- Description: Koraput Kalajeera rice is an aromatic rice cultivated in Odisha
- Type: Aromatic rice
- Area: Koraput district
- Country: India
- Registered: 2 January 2024
- Official website: ipindia.gov.in

= Koraput Kalajeera rice =

Type of non-Basmati aromatic rice

Koraput Kalajeera rice is a variety of non-Basmati, aromatic, black paddy coloured, small rice mainly grown in the Indian state of Odisha. It is a common and widely cultivated crop in the Koraput district of Odisha as well as Nabarangapur district which was earlier a part of Koraput. For thousands of years, the ancestors of Koraput's present tribal communities have cultivated and domesticated Kalajeera rice, playing a crucial role in its conservation.

Under its Geographical Indication tag, it is referred to as "Koraput Kalajeera Rice".

==Name==
Koraput Kalajeera rice is a prized crop in Koraput and so named after it. The word "Kalajeera" is made up of 2 words - "Kala" meaning black in the state language of Odia, while "Jeera" means Cumin seeds. It is referred as the "Prince of Rice".

===Local name===
It is known locally as "Koraputer Kalaajira Dhan" (କୋରାପୁଟର କଳାଜିରା ଧାନ)

==Description==
This variety of rice is aromatic and distinct, with a unique color, taste, texture, and aroma. It has black paddy, but the obtained rice is white.

==Uses==
The Kalajeera rice, cultivated by Koraput's tribals for generations, holds spiritual significance as it's used to prepare the sacred Prasad or Bhog offered at the Lingaraj and Ananta Basudev temples in Bhubaneswar. This initiative aims to promote and encourage the cultivation of Kalajeera.
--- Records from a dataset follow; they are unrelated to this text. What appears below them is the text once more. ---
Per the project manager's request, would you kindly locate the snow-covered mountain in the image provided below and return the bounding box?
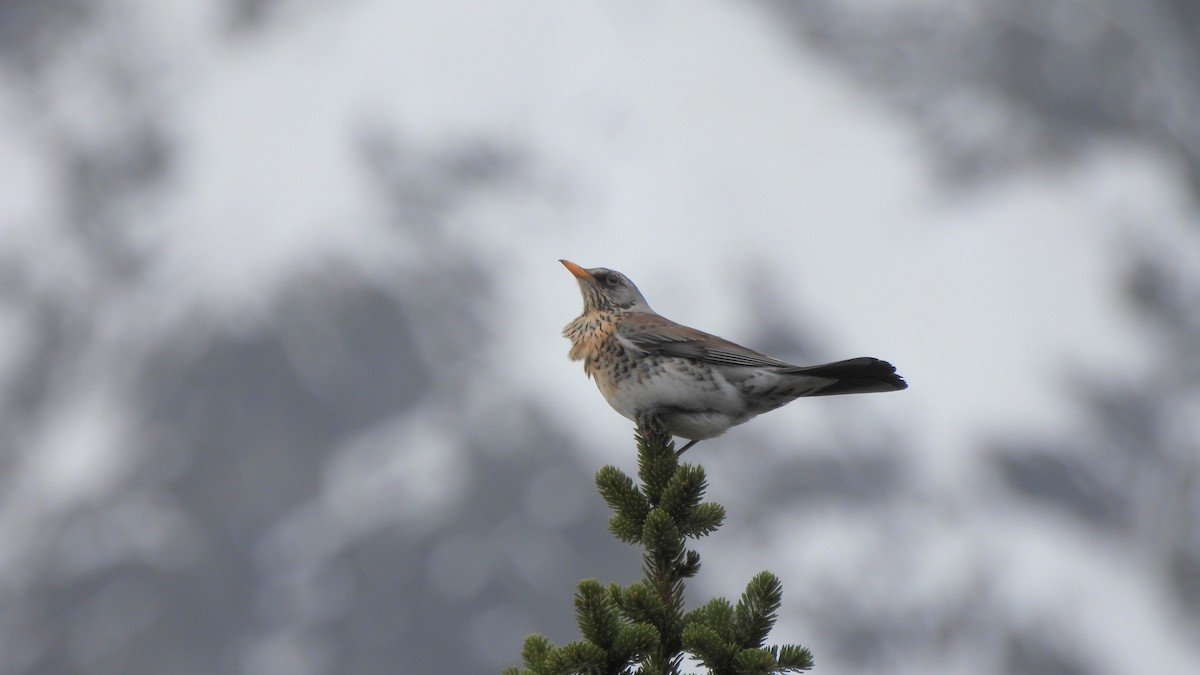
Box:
[0,0,1200,674]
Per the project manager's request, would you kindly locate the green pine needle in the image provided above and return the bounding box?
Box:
[733,572,784,649]
[504,417,812,675]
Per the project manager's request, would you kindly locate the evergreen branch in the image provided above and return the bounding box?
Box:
[733,572,784,649]
[504,417,812,675]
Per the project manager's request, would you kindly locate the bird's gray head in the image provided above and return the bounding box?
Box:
[558,261,650,312]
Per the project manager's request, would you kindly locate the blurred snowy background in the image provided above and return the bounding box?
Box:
[0,0,1200,675]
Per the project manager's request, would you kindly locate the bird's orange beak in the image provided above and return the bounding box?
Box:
[558,261,595,281]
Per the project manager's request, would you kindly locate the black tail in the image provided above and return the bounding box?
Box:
[781,357,908,396]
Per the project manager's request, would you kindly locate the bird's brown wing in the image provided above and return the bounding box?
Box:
[617,313,796,368]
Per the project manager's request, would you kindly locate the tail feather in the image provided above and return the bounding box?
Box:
[780,357,908,396]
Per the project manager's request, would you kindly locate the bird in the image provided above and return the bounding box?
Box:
[558,259,908,455]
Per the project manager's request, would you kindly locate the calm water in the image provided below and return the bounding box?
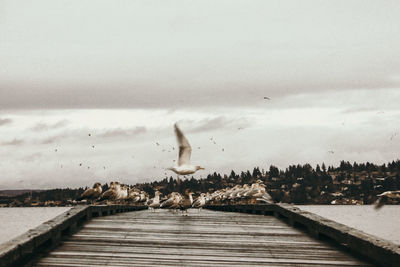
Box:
[0,205,400,245]
[298,205,400,245]
[0,207,70,244]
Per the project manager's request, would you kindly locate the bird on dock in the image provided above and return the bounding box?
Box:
[76,183,103,204]
[375,190,400,210]
[168,123,204,183]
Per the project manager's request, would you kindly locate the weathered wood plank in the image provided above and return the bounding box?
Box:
[29,210,369,266]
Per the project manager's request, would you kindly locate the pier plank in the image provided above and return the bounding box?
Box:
[27,210,371,267]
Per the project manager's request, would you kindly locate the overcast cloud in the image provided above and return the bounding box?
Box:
[0,0,400,189]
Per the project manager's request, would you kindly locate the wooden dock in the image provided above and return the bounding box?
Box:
[26,210,372,267]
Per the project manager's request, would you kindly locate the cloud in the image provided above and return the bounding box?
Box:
[22,152,43,162]
[0,118,12,126]
[31,120,69,132]
[99,126,146,138]
[1,138,24,146]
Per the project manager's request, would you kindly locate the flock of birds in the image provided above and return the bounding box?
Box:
[77,124,273,215]
[77,180,273,215]
[77,124,400,214]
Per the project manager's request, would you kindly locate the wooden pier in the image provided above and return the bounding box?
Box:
[0,204,398,267]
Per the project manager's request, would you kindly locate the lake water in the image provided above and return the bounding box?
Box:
[0,205,400,245]
[297,205,400,245]
[0,207,70,244]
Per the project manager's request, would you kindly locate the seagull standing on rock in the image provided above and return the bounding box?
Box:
[168,123,204,183]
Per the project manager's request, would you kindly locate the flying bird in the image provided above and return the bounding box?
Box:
[168,123,204,179]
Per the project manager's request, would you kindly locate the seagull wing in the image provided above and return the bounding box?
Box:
[175,123,192,166]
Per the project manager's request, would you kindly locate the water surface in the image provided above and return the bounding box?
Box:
[0,207,70,244]
[297,205,400,245]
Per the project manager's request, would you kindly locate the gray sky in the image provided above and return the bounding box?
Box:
[0,0,400,188]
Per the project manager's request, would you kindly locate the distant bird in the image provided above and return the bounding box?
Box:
[375,190,400,210]
[192,193,206,209]
[168,123,204,179]
[76,183,103,201]
[148,191,160,209]
[100,182,121,201]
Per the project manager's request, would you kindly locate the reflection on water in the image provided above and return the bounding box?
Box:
[298,205,400,245]
[0,205,400,245]
[0,207,70,244]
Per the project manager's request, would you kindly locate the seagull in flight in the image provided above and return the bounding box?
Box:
[168,123,204,178]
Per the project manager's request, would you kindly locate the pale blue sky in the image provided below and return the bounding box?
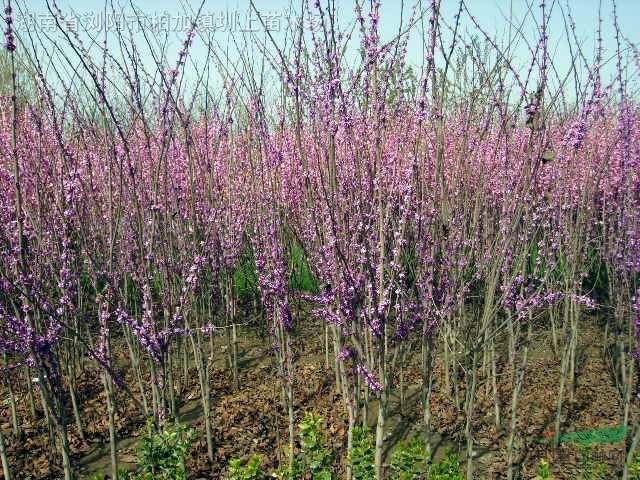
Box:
[11,0,640,98]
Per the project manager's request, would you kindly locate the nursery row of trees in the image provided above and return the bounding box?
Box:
[0,0,640,480]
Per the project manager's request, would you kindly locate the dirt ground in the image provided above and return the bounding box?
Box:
[0,319,624,480]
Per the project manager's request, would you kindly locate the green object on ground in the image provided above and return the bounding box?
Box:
[538,425,629,444]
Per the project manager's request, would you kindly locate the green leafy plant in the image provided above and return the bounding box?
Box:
[275,413,333,480]
[134,423,195,480]
[391,438,431,480]
[348,427,376,480]
[429,449,464,480]
[578,443,607,480]
[629,453,640,480]
[229,455,265,480]
[534,458,553,480]
[298,413,333,480]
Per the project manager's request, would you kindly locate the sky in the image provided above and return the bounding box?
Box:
[6,0,640,98]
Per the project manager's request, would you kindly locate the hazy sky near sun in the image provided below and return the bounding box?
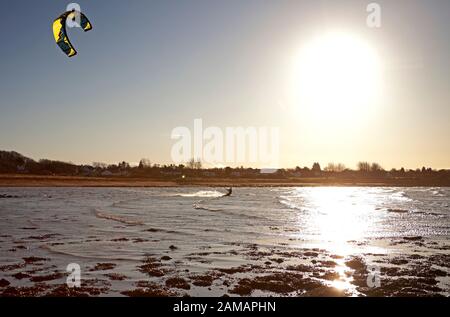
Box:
[0,0,450,168]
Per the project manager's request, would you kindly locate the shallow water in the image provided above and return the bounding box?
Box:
[0,187,450,296]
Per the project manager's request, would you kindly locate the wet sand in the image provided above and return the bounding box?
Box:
[0,174,450,188]
[0,187,450,297]
[0,237,450,297]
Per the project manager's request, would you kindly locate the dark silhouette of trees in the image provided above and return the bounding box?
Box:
[312,162,322,172]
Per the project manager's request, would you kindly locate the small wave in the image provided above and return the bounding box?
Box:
[192,203,223,211]
[94,209,143,226]
[174,190,224,198]
[278,198,300,210]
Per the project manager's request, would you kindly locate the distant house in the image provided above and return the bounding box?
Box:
[101,171,113,176]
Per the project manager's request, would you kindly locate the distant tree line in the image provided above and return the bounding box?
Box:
[0,151,450,180]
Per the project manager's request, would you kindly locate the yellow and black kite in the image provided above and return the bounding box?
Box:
[53,10,92,57]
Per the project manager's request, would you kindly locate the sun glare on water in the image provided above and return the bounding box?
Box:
[294,32,381,119]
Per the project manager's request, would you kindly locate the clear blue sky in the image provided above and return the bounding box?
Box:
[0,0,450,168]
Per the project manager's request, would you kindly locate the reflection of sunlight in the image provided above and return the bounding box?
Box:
[301,187,376,294]
[308,187,375,256]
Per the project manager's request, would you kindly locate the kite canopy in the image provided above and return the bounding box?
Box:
[53,11,92,57]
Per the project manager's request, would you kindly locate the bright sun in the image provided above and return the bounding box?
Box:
[295,32,381,120]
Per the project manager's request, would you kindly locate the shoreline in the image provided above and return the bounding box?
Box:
[0,174,450,188]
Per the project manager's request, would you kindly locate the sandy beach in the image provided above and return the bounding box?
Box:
[0,187,450,297]
[0,174,450,187]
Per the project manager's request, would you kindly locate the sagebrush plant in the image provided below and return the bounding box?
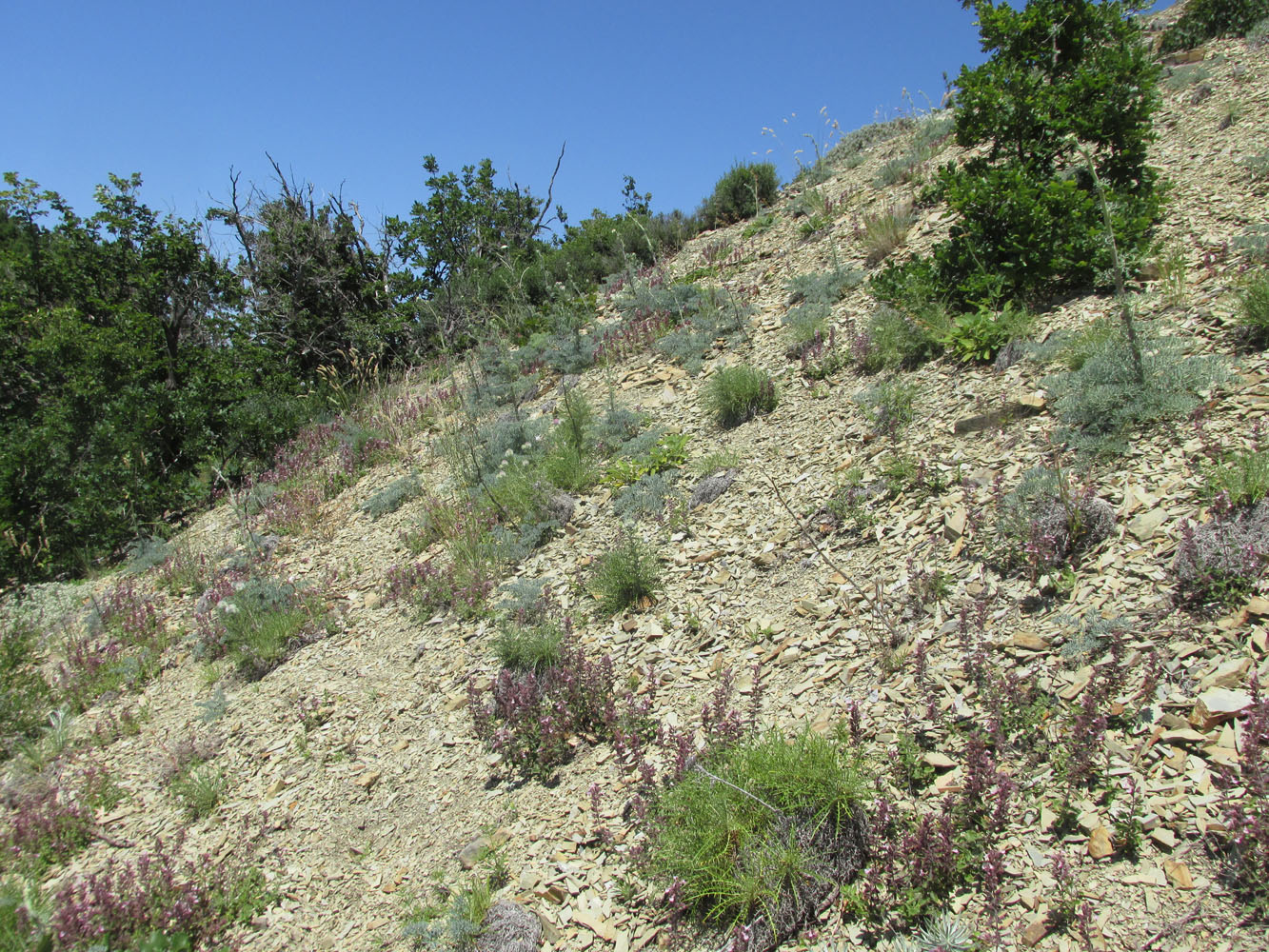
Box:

==Geographical indication==
It was awarded the Geographical Indication (GI) status tag from the Geographical Indications Registry under the Union Government of India on 2 January 2024 (valid until 10 January 2032).

Jaivik Sri Farmers Producer Company Limited from Pujariput, proposed the GI registration of Koraput Kalajeera rice. After filing the application in January 2022, the rice was granted the GI tag in 2024 by the Geographical Indications Registry in Chennai, making the name "Koraput Kalajeera rice" exclusive to the rice grown in the region. It thus became the first rice variety from Odisha and the 25th type of goods from Odisha to earn the GI tag.

The GI tag protects the rice from illegal selling and marketing, and gives it legal protection and a unique identity.